When two systems are in spatial contact, it’s natural for the bigger system to constrain the smaller system, not vice-versa. For instance, consider classical statistical mechanics. When one system has an overwhelming number of possible internal states, it will act like a thermal reservoir for smaller systems in contact with it, constraining the entirety of the smaller system. From this statistical perspective, any macroscopic device-system should act as a strong external constraint on any microscopic quantum-system. (On a microscale both systems will be correlated via the interaction, so each system “knows” something about the other — this is the unproblematic “informational” aspect of measurement. The asymmetry lies not in the correlations, but the constraints: the larger system forces the smaller system into a special, even unlikely, configuration — this is the “invasive” aspect of measurement.) Such a conclusion is in general agreement with observations: measured quantum systems seem constrained to a small subset of their generic possibility space.

But even though this statistical logic is clear for spatially-adjacent systems, our intuition suddenly changes when it comes to systems that span a region of *spacetime*. The question of which system is “bigger” is now assumed to be trumped by temporal order. For quantum measurement, this is a typical context: a small quantum system is spatiotemporally adjacent to a large macroscopic device, but the small system is typically *earlier*, and the device is typically *later*. No longer it is assumed that the large device constrains the small system; in fact, it is almost always assumed that the large device can have no affect on the system — at least, not at spacetime locations before the interface. But without a constraint that extends at least somewhat into the quantum system, one encounters the usual discontinuities and problems concerning quantum measurement.

This curious trumping of temporal order over statistical logic is a result of framing our physical models in terms of the “Newtonian Schema”, the standard dynamical framework more fully defined in the attached paper. In this widely-assumed schema, past states generate future states via dynamical rules (either deterministic or stochastic), such that the setting of a measurement device can only constrain the future. But while the quantum measurement problem is almost always analyzed from this perspective, many physicists do not realize that the Newtonian Schema is merely an assumption — an assumption to which there is a clear alternative.

This alternative is the Lagrangian Schema, also discussed in the attached paper. In any Lagrangian- or action-based framework, entire spacetime regions are analyzed “all at once”, not in sequential spacelike slices. In this framework one imposes boundary constraints not only at the beginning, but also at the end. (In general, on a closed hypersurface around the region in question.) From such a perspective, it is far more natural to think of a (large) future measurement apparatus as constraining a (small) prior quantum system; in fact, such a constraint is already present in the mathematics of such approaches, but typically viewed as a mathematical trick rather than a true external constraint.

Granted, the most familiar Lagrangian framework is when one exactly extremizes the action. This leads to classical physics, arguably equivalent to a Newtonian Schema governed by Euler-Lagrange dynamics. But quantum theory has proven to us that the classical action is *not* generally extremized. More generally, the Lagrangian Schema has variants which cannot be mapped onto dynamical processes at all, and in those variants the logic which leads to the primacy of temporal order is suspect.

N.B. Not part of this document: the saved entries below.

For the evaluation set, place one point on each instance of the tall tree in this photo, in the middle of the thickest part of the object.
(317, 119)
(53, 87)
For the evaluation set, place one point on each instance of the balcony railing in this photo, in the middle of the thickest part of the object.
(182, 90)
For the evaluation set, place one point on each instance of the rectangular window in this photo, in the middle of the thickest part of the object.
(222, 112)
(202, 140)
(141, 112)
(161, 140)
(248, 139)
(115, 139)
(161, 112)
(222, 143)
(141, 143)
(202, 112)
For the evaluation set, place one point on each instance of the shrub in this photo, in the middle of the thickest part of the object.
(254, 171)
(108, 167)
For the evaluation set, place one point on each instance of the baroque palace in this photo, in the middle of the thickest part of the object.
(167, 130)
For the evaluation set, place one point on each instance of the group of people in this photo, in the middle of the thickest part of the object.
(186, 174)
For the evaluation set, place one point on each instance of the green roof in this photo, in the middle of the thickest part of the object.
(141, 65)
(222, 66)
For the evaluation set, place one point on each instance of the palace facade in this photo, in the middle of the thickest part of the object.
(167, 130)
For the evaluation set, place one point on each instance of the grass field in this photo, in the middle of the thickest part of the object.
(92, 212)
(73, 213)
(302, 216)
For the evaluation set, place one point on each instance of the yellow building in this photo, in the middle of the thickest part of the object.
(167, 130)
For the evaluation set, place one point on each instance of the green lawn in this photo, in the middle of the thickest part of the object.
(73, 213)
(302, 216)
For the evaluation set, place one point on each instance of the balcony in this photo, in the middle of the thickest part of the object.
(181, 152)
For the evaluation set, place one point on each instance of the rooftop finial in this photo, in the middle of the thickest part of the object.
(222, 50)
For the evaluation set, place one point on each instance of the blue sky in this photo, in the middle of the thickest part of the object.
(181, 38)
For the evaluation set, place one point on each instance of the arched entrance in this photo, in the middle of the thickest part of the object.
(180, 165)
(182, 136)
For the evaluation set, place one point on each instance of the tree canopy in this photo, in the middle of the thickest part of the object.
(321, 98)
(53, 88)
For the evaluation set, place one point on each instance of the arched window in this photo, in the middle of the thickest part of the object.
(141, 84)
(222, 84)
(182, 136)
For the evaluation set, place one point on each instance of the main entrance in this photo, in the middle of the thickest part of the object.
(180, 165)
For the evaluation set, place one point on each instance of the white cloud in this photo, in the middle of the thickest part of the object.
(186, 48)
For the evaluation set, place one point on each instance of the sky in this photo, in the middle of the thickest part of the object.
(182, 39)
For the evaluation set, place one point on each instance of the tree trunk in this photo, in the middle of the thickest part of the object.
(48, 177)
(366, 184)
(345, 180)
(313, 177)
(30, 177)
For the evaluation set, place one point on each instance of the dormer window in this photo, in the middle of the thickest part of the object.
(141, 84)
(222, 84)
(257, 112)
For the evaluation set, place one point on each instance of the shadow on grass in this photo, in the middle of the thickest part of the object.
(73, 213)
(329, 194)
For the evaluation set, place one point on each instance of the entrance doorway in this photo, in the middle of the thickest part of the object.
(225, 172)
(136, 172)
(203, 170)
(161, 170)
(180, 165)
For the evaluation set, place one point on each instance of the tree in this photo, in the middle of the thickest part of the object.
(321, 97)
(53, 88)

The attached paper explains in detail how statistical considerations still apply in Lagrangian-Schema models, even in the complete absence of dynamical rules. In the examples, it is the external observer-chosen future settings that naturally constrain the allowable states of prior quantum systems. This is strongly counter-intuitive to those thinking in a Newtonian-Schema-mindset, but tellingly, this approach leads to precisely the type of counter-intuitive phenomena that are already evident from quantum experiments.

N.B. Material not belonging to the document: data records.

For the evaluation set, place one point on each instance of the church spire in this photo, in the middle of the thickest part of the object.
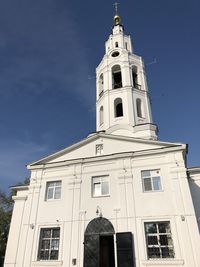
(117, 18)
(122, 103)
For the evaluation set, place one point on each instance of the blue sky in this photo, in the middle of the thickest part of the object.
(49, 50)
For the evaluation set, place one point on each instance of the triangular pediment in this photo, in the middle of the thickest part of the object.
(112, 144)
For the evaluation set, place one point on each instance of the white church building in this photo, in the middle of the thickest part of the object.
(118, 198)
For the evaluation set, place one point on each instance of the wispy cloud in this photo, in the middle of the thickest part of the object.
(13, 159)
(41, 50)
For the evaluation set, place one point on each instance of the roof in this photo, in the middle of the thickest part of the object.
(117, 145)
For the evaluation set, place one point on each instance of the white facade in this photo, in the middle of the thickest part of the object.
(120, 176)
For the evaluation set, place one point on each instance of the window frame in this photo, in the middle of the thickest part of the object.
(54, 187)
(158, 234)
(99, 149)
(152, 182)
(101, 177)
(50, 239)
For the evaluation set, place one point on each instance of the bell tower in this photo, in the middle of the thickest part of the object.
(122, 98)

This perspective also clarifies which types of interactions should be treated as external measurement constraints: those with a much greater number of degrees of freedom than the system being measured. (As applied to a familiar thought experiment, opening a box and “looking” at a cat should not in any way be treated as a measurement of the cat; the massive cat would constrain its nearby electromagnetic field far more than vice-versa.) The statistical perspective allows for nested constraints (large systems can be constrained by still larger systems) but does not lead to an infinite-regress of measurements. The obvious ultimate constraint would simply be cosmological boundary conditions (the closest, dominant one being the Big Bang).

Beyond helping us to better understand quantum phenomena, framing measurements in the Lagrangian Schema permits a new perspective on how external observers might meaningfully influence quantum systems — a live alternative that is typically overlooked. If an observer’s free decisions, made external to some quantum system, can constrain the entirety of that system (even at times before the decision is made!), then observers have a much greater influence than is typically considered possible. By taking this potential influence into account, we might be less likely to insist on forcing quantum theory to conform with our innate Newtonian Schema intuitions, opening up new perspectives and opportunities.